I was intrigued by the recent story in the news about the Runaway Mom, Tiffany Tehan. I mean, who hasn’t ever thought of running away – even just once?
But, to actually do it is what? Crazy, irresponsible, cruel, selfish, etc.?! Especially the way that she did it – no contact what-so-ever. What did she really think was going to happen? That she could disappear and have her awesome, stress-free life now?
I’ve read some quotes from her in various news articles and here are a few gems:
Tiffany Tehan Wants to Repay Cops for Search – So They Don’t File Charges (www.cbsnews.com, Apr 30th):
The 31-year-old apologized on “Inside Edition” on Thursday and said her religious upbringing made divorce impossible.

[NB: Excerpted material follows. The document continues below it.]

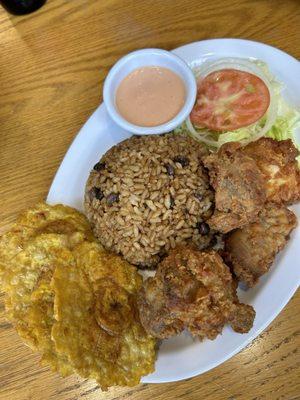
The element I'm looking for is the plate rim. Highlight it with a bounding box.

– This statement just has me confused. So betraying your husband, daughter, family and friends is deemed okay and congruent with your religious upbringing?
She says, in hindsight, that the decision to run was not right for her.
– Really? Ya think? She has the under-developed frontal lobe of a teenager. According to my almost 16-yr-old daughter, teens make bad, short-sighted decisions because their frontal lobes aren’t fully developed. Apparently, the frontal lobes are completely mature around our early to mid 20s, but hers must be idling at maybe age 15.
Runaway Mom Tiffany Tehan Didn’t Think Search Would Go Nationwide (www.abcnews.go.com, May 3rd):
“In a nutshell I was feeling pretty overwhelmed with life, just the pressures of work and raising a 1-year-old daughter,” she (Tiffany Tehan) said. “I wish that I had handled things completely differently.”
– Who hasn’t felt this way at one time or another? I mean, I have three kids! One seems like a cake walk now. Anyway, you don’t runaway, you go out for martinis with your friends! Did she think her “new” life would be any different? What if she had more kids with the new guy? Refer back to the immature frontal lobe.
“I really didn’t think anyone would look that hard for me,” Tehan said. “Maybe a little bit, but not nearly what it turned into.”
– She really thought that her husband, parents, siblings and friends would just be like, “Well, she’s gone. Nothing else we can do here. Let’s get on with our lives! At least she left us the car!”
There are others, but you get the picture. One of the puzzling things for me regarding this story is the husband’s reaction. It appears that he has forgiven her and wants her back. Let’s face it, this whole story is perplexing.
Now, I’m not discounting her feelings of being stressed out and overwhelmed, just her reaction to it. My husband and family will probably cringe when they hear this, but as I’ve driven in circles around Carmel doing my taxi duties after working all day, I have often thought, “What if I just keep driving and don’t look back?” (Of course, I would make sure all kids have exited the taxi first). This thought popped in my mind more frequently when I was working full-time, but it still makes its way to the surface now and again. There are some days when I feel that I just can’t keep up with my life and the life of my family (since I am family manager) and it is overwhelming.
I still haven’t called about Rachel’s driving test (that reminds me – I really need to do that!), the interior painting quote, the quote to replace all of our windows, the kennel for Jasper in May & June, Camp Pyoca for the kids, blah, blah, blah. . . . . . . . Ummmm, maybe I should go upstairs to pack my bags and get in the car and drive.
Oh, . . . . . . . . wait a minute! My van (a.k.a. the taxi) is in the shop today for the umpteenth time in the last 8 months (about $500 worth of work and they need to keep my car overnight). CRAP! This is really going to put a dent in my escape plans.
I guess I will have to work on an escape plan later – another item for my “To Do” list. Shoot!
Oh to be that naive…you can almost envy that.
Seriously – I wish I had a smidge of that!